April 4, 2025 - 15:45 AMT
U.S. bank lends $339M to Azerbaijani airlines linked to arms transportation

The board of the U.S. government’s EXIM Bank has approved a $339 million loan for Azerbaijan’s Silk Way Airlines to purchase Boeing aircraft. The planes are scheduled for delivery by summer 2026.

Despite multiple credible media reports linking Silk Way to arms transportation, this did not deter the U.S. bank from approving the deal, according to RFE/RL.

Silk Way is widely regarded as connected to Azerbaijani President Ilham Aliyev.

Initial details of the deal surfaced in January 2024, when EXIM Bank launched a public consultation on the financing package. The exact number of aircraft has not been disclosed.

Among the loan’s guarantors are Spain’s Santander Bank and the U.S.-based Private Export Funding Corporation (PEFCO). The bank has declined to comment on the deal’s specifics.

Key figures managing the transaction on behalf of EXIM include advisor David Golden, Transport Division Vice President David Fiorini, and loan officer Cheryl Conlin. Conlin had participated in a virtual forum hosted by the U.S. Embassy in Baku in April 2021, where American officials and business representatives presented new logistics technologies and financing options. Delegates from Turkey and Georgia also attended to discuss East-West transit routes.

In 2017, Conlin took part in another event in Azerbaijan organized by the U.S. Chamber of Commerce, showcasing projects financed by EXIM.

In November 2023, an EXIM Bank delegation visited Baku to attend COP29, underlining ongoing U.S. economic engagement in the region, despite persistent concerns about the airline’s activities.
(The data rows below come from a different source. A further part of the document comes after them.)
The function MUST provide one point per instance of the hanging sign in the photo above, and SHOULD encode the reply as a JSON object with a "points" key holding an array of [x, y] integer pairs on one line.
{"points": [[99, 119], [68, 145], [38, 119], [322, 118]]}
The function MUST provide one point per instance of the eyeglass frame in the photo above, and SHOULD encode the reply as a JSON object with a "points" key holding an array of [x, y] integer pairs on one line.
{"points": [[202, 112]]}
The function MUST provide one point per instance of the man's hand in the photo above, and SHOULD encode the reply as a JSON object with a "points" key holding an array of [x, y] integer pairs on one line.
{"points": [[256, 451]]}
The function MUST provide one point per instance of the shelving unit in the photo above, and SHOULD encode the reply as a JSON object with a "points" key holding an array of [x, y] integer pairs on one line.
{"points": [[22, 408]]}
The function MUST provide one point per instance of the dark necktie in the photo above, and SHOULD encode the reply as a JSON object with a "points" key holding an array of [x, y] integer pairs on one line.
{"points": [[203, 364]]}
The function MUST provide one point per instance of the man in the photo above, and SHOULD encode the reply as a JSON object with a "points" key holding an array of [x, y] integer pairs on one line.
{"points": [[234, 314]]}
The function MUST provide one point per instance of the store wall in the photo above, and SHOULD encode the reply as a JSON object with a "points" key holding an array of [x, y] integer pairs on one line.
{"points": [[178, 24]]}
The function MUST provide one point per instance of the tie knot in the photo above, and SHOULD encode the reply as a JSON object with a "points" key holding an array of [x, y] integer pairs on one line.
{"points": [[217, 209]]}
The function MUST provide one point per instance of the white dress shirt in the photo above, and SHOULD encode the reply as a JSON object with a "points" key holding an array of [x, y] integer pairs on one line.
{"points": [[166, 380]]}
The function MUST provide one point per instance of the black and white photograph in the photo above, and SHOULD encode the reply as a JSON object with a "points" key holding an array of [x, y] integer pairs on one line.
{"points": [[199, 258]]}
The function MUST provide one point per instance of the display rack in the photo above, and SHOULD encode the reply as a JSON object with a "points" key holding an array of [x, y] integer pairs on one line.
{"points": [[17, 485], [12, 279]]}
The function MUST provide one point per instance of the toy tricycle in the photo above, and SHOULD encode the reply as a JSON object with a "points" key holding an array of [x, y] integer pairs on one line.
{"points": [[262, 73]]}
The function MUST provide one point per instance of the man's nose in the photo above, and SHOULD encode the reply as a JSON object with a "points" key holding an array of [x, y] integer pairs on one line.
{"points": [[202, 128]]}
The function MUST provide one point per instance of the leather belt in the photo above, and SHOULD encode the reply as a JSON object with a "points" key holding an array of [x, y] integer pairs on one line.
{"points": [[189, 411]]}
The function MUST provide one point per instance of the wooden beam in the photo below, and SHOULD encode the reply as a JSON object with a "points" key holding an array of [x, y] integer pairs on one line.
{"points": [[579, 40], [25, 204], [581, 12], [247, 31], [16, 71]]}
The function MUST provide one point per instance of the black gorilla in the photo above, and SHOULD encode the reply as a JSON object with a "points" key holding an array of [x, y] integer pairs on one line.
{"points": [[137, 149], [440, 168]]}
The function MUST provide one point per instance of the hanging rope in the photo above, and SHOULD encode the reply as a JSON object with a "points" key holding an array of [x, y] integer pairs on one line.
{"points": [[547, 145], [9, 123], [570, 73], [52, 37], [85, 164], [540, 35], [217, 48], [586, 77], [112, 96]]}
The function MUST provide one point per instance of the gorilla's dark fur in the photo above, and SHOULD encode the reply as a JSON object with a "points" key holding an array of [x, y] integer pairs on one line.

Silk Way has drawn global scrutiny for arms deliveries and opaque financial arrangements.

RFE/RL’s Azerbaijani service first reported in 2010 that one of the airline’s main shareholders was the Aliyev family. The Organized Crime and Corruption Reporting Project (OCCRP) highlighted in 2018 that EXIM had provided Silk Way with $420 million in 2014 to acquire three Boeing 747-8 freighters, with the International Bank of Azerbaijan as guarantor. In 2017, EXIM financed another $1 billion deal for ten additional Boeings.

In 2022, The Washington Post revealed that during the height of the Afghanistan war, Azerbaijan allowed U.S. and allied forces to use its airspace in exchange for diplomatic benefits and $369 million in Silk Way contracts.

Retired U.S. Air Force generals Duncan McNabb and William Fraser, previously in charge of supply logistics from 2008 to 2014, later signed lucrative consulting deals with Silk Way, raising questions about potential conflicts of interest. The Pentagon and State Department usually do not block such collaborations, but in Azerbaijan’s case, national security concerns were raised, according to the newspaper.

Silk Way actively participated in Azerbaijan’s military campaigns against Artsakh in 2020 and 2023. Hetq reported that in August–September 2023, before the ethnic cleansing in September, the airline made four flights from Israel’s Ovda airbase to Baku carrying explosives. Similar shipments occurred during the 2020 war, sourced from Israel, Turkey, and Afghanistan.

In a 2021 investigation, OCCRP revealed Silk Way’s involvement in transporting 100 tons of weapons to the Republic of the Congo, where opposition groups claimed the arms were used to suppress protests.

Earlier reports indicated Silk Way continued flights from Israel to Azerbaijan. According to Hetq, six such flights were recorded from Ovda to Baku in Q1 2025. Haaretz previously reported Ovda is used for transporting explosive weaponry.